Plusieurs coups de feu ont été entendus aux alentours de la présidence du Faso, dans la nuit du samedi 28 février au dimanche 1er mars. L’hypothèse de la tentative de coup d’État a été rapidement écartée. L’incident pourrait être lié à des « tensions entre les militaires sur la gestion de la situation sécuritaire » dans le pays, où plusieurs positions de l’armée ont été attaquées par des groupes jihadistes ces dernières semaines.

Peu après minuit, des détonations ont été entendues à Ouagadougou, conduisant les « Wayiyans » (les soutiens du régime militaire du capitaine Ibrahim Traoré), qui pensaient assister à une tentative de coup d’État, à lancer une alerte. Ils sont revenus sur celle-ci un peu plus tard, dans une vidéo postée sur les réseaux sociaux.

« Tout serait parti d’un tir sur un véhicule dans lequel était entreposé des produits inflammables », explique une source sécuritaire à RFI. L’incendie qui s’est déclenché a ensuite brûlé au moins six autres véhicules stationnés au niveau de la présidence, avant d’être maîtrisé par les pompiers dépêchés sur place.

Si la présidence du Faso n’a pas communiqué sur cet incident, la même source estime qu’il est lié à des « tensions entre les militaires sur la gestion de la situation sécuritaire ». Des officiers, des sous-officiers et des chefs de corps, qui étaient attendus pour une rencontre dans la capitale, n’ont pas répondu à la convocation, affirment d’autres sources.

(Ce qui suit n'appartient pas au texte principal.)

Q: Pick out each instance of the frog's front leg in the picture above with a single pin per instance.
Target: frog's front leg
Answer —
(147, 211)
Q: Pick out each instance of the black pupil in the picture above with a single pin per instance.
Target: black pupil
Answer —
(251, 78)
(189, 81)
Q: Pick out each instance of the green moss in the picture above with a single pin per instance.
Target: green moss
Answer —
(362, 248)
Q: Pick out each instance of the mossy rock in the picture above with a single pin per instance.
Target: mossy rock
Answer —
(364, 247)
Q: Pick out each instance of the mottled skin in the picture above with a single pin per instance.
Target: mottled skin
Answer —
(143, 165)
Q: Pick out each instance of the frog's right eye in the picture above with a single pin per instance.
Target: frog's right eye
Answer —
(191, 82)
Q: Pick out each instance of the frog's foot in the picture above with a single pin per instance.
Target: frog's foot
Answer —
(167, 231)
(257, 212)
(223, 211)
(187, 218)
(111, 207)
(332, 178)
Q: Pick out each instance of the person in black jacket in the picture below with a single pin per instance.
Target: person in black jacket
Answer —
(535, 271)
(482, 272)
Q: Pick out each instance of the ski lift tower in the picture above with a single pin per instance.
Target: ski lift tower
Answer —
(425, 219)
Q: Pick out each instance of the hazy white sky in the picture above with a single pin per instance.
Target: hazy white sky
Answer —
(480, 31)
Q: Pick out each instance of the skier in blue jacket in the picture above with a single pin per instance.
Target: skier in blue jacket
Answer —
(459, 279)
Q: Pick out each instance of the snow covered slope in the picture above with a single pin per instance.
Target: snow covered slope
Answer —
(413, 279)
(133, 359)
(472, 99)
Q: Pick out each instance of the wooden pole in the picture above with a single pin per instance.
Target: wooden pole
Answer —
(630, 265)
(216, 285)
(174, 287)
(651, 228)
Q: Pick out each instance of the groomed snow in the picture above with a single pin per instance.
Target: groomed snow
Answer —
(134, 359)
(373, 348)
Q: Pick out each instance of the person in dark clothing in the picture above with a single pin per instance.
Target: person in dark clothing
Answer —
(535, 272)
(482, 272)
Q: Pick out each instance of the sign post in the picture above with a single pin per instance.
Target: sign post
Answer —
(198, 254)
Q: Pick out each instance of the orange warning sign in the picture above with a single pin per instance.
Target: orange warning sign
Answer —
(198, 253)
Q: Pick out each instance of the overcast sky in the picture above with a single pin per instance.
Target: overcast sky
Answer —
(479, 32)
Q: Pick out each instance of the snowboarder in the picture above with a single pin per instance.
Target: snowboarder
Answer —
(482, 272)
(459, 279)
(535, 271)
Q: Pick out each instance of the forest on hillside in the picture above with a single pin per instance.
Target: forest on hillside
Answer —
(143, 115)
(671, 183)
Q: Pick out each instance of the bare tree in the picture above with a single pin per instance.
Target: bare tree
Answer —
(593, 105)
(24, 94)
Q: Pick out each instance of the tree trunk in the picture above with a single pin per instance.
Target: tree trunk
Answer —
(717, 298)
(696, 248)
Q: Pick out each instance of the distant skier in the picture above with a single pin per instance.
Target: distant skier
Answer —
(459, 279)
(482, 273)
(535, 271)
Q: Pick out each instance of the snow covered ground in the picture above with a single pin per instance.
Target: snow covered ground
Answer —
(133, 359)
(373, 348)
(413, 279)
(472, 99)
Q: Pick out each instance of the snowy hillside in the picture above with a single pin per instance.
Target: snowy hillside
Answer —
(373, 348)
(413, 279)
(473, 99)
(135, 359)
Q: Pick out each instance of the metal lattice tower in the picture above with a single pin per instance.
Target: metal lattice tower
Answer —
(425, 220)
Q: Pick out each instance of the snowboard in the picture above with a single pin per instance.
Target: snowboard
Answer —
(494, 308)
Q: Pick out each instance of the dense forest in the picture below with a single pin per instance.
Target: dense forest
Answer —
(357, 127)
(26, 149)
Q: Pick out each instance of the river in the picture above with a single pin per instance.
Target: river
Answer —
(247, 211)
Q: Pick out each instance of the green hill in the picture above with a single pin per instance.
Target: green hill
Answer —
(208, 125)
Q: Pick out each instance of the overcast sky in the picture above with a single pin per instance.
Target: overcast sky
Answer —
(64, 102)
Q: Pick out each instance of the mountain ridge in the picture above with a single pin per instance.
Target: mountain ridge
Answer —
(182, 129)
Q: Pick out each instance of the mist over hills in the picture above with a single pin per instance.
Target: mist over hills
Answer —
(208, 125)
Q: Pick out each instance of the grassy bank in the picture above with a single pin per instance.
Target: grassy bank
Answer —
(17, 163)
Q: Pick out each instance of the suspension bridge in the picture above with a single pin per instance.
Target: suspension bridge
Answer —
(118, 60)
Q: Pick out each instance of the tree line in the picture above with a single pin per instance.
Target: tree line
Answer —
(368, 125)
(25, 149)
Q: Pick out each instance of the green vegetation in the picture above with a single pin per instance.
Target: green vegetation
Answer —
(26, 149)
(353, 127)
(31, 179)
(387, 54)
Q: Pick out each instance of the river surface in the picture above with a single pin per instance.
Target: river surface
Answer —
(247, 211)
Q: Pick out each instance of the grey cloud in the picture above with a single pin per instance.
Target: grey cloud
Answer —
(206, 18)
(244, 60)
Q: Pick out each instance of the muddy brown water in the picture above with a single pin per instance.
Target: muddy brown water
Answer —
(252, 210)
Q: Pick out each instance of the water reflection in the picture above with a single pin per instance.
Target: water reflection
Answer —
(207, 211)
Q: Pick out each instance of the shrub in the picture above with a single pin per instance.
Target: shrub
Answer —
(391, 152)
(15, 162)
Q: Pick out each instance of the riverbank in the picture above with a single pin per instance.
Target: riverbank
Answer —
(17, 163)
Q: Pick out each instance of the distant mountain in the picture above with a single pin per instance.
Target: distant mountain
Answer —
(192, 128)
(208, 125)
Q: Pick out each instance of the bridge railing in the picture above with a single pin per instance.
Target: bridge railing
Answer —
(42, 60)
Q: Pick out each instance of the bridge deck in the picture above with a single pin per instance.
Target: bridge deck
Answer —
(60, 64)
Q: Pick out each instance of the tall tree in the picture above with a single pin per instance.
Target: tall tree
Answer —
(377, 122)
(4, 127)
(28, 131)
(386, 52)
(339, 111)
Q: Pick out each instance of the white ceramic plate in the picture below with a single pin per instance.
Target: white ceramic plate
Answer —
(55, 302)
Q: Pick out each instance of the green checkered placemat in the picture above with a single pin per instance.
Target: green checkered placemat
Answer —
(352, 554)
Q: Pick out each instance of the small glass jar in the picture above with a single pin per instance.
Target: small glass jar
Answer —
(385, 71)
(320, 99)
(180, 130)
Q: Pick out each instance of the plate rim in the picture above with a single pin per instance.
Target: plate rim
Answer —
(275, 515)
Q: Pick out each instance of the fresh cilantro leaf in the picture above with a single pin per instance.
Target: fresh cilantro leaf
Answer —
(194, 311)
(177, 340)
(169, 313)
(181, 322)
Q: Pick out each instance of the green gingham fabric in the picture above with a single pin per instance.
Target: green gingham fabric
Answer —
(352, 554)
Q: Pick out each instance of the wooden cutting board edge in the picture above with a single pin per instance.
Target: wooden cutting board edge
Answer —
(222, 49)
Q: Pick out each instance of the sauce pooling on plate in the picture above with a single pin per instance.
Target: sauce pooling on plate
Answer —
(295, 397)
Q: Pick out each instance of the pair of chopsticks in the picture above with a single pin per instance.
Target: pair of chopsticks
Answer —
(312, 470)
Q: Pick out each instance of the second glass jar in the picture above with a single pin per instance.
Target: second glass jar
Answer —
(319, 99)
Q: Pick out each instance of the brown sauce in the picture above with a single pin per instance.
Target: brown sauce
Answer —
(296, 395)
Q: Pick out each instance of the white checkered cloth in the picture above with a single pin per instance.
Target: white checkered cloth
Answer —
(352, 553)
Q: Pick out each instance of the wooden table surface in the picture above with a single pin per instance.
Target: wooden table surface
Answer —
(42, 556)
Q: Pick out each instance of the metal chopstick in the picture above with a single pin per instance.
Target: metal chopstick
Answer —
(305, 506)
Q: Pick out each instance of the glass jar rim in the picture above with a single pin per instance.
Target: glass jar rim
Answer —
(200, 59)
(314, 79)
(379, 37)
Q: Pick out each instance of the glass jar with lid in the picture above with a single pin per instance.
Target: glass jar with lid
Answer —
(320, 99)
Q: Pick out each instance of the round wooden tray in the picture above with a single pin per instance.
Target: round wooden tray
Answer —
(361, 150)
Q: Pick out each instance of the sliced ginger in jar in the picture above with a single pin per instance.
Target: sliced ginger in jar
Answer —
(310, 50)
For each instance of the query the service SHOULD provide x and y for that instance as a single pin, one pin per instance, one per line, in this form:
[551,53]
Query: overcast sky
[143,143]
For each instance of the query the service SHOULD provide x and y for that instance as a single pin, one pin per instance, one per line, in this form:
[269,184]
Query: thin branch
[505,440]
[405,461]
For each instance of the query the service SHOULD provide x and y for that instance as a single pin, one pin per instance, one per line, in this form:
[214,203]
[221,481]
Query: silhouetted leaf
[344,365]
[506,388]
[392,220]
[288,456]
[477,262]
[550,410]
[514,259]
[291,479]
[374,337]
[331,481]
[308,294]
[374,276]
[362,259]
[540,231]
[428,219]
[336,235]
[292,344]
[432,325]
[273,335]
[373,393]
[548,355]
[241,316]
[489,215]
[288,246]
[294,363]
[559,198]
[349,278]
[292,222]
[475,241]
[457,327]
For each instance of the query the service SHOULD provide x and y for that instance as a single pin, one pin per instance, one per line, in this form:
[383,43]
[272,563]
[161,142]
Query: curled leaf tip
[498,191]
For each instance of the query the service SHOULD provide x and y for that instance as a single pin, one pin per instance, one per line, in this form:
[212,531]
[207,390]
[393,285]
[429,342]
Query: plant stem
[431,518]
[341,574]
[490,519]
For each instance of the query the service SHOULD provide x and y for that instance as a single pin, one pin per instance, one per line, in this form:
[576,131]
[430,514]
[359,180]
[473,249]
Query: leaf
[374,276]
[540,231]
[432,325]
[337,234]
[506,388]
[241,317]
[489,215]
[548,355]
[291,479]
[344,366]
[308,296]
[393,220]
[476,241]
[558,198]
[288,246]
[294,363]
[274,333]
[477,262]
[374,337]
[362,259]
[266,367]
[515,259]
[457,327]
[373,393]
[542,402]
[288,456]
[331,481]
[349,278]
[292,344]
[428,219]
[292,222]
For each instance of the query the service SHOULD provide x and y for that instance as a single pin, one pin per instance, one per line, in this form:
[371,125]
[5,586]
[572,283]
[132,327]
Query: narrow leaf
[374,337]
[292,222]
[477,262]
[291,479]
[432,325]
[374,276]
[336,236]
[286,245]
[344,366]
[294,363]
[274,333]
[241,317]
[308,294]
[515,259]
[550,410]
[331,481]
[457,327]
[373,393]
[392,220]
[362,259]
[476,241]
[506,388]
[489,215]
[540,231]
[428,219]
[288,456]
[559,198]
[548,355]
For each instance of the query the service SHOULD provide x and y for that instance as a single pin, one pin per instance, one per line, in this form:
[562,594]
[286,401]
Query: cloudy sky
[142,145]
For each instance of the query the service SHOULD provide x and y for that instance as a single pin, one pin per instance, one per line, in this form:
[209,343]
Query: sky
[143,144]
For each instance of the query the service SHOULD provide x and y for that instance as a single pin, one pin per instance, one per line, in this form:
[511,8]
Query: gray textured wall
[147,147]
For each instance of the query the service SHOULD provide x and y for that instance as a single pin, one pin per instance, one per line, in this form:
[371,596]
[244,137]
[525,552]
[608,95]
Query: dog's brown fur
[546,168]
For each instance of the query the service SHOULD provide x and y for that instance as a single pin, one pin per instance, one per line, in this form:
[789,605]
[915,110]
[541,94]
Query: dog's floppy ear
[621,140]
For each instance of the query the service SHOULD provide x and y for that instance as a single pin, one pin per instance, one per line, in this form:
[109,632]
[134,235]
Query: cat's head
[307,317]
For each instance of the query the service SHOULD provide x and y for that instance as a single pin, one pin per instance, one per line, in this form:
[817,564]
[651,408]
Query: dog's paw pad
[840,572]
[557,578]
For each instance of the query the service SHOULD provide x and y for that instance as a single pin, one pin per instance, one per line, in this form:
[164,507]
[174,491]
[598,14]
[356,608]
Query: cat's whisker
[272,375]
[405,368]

Ces dernières semaines, plusieurs positions des forces armées burkinabè ont été prises pour cible par des groupes armés terroristes. Depuis le 14 février, le groupe JNIM (affilié à Al-Qaïda) a revendiqué une série d’attaques à travers différentes régions du pays. L’attaque la plus meurtrière a visé la base militaire de Titao le 15 février, où des dizaines de soldats auraient été tués. Une autre embuscade a coûté la vie à environ 50 agents des eaux et forêts à Tandjari. Plus de 130 personnes, soldats, supplétifs civils et combattants du JNIM, auraient été tuées dans ces affrontements.

Le gouvernement et l’état-major général des armées n’ont pas communiqué sur le bilan de ces attaques. Contactés, les habitants de Ouagadougou déclarent vaquer à leurs occupations sans remarquer de dispositif sécuritaire particulier.

Le Burkina Faso est dirigé par le capitaine Ibrahim Traoré, arrivé au pouvoir lors d’un coup d’État en septembre 2022. Il a survécu à plusieurs tentatives de déstabilisation, dont une tentative de coup d’État déjouée début janvier 2026, attribuée à l’ancien dirigeant Paul-Henri Damiba. Le pays fait face à une insécurité chronique liée aux groupes jihadistes, qui a forcé des millions de personnes à quitter leurs foyers.